Combined biosynthesis and site-specific incorporation of phenylalanine derivatives from aryl aldehydes or carboxylic acids in engineered bacteria.

Applications of genetic code expansion in live cells are widespread and continually emerging, yet they have been limited by their reliance on the supplementation of non-standard amino acids (nsAAs) to cell culturing media. While advances in cell-free biocatalysis are improving nsAA synthesis cost and sustainability, such processes remain reliant on multi-step processes of product isolation followed by supplementation to engineered cells. Here, we report the design of a modular and genetically encoded system that combines the steps of biosynthesis of diverse phenylalanine derivatives, which are the most frequently used family of nsAAs for genetic code expansion, and their site-specific incorporation within target proteins using a single engineered bacterial host. Unlike previous demonstrations in which individual nsAAs were targeted for biosynthesis and site-specific incorporation, our system serves as a platform that exhibits broad substrate specificity towards commercially ubiquitous, achiral building blocks of aryl aldehydes or carboxylic acids. We demonstrate that this modular system enables high fidelity biosynthesis and incorporation of nsAAs for multiple industrially relevant nsAAs, such as the incorporation of 4,4-L-biphenylalanine within proteins after supplementation with biphenylaldehyde and the incorporation of 4-azido-L-phenylalanine within proteins after supplementation with 4-azido-benzoic acid.
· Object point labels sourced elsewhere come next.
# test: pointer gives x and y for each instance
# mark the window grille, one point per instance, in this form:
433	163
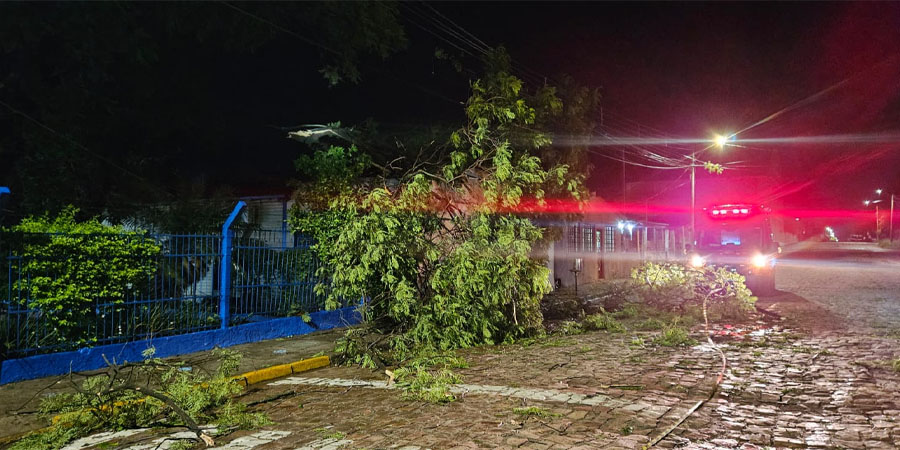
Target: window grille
610	240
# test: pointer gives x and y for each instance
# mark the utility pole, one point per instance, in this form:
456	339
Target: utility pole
877	224
693	197
891	220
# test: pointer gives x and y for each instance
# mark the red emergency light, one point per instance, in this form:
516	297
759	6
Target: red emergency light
731	211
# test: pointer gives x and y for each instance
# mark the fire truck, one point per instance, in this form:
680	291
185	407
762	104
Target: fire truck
738	236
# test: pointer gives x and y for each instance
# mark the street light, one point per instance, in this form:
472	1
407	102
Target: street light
877	227
719	141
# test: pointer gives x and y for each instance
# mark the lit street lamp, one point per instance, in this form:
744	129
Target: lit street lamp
891	218
719	141
877	226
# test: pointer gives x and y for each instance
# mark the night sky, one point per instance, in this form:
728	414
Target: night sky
686	70
678	69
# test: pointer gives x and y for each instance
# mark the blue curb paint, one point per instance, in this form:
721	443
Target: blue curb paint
87	359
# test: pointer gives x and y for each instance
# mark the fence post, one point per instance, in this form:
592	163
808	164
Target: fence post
225	265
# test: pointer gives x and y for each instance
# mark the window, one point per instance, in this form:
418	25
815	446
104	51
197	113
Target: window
610	240
587	239
572	238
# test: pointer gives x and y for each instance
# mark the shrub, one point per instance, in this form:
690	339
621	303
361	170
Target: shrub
569	328
68	267
429	376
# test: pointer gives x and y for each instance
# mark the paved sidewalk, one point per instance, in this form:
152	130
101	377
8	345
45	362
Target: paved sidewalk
20	401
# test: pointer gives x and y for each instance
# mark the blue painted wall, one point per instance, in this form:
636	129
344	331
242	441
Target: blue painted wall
39	366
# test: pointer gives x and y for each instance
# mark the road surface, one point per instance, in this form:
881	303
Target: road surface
857	282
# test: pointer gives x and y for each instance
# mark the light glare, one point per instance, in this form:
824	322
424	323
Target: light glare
697	260
759	260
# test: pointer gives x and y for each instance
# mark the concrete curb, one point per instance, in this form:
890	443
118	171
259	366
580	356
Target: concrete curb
244	379
282	370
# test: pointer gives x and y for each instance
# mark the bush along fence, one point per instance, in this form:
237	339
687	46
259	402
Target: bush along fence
70	298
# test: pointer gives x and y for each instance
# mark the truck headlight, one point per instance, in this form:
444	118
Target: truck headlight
697	260
760	260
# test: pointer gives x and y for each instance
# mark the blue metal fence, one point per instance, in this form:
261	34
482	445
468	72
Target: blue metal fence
175	290
274	275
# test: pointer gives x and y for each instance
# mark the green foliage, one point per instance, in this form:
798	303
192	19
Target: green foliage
69	266
650	324
603	321
327	434
674	336
434	251
534	411
669	286
429	376
629	311
115	401
569	328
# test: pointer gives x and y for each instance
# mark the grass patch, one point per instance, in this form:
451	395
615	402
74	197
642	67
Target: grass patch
603	321
328	434
570	328
651	324
428	377
674	336
636	343
629	311
534	411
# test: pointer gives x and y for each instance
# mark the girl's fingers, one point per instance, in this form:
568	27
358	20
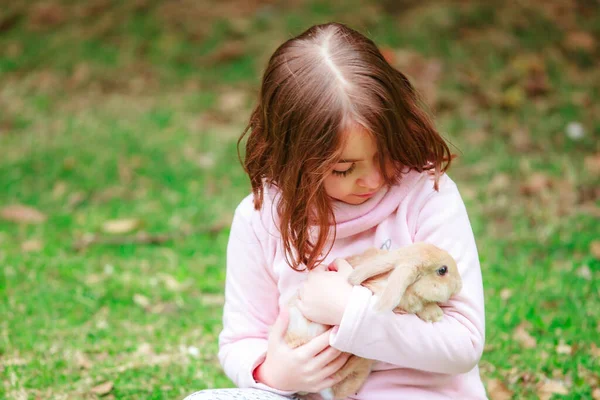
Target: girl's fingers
316	345
326	356
334	366
328	383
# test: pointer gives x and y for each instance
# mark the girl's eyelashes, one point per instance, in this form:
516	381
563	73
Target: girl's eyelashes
346	172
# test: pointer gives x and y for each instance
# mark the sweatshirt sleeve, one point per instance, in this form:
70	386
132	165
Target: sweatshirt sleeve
451	346
251	303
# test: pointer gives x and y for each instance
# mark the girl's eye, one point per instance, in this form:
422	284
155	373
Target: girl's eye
346	172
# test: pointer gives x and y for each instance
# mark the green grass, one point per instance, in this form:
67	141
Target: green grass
128	113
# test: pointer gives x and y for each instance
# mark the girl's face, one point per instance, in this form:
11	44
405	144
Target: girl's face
356	177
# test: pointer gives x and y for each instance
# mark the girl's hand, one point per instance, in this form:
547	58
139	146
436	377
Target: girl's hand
325	293
307	368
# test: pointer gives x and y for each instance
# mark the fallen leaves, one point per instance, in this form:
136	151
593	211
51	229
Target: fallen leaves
103	388
22	214
535	184
32	246
595	249
563	348
546	389
580	41
46	15
497	390
121	226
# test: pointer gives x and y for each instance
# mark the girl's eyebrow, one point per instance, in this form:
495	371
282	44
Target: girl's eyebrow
349	160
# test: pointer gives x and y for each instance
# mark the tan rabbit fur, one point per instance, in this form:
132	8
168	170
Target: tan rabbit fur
412	279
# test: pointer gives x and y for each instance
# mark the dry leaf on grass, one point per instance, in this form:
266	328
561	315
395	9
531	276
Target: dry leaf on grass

Finally, we show that the combination of nsAA biosynthesis and incorporation steps can extend the chemical reach of the intrinsic biological containment strategy of synthetic auxotrophy from nsAAs to low-cost and achiral building blocks. We anticipate that our system will aid industrial-scale manufacturing of proteins that contain nsAAs and democratize access to expensive or commercially unavailable chemistries for labs that lack separations or synthesis expertise.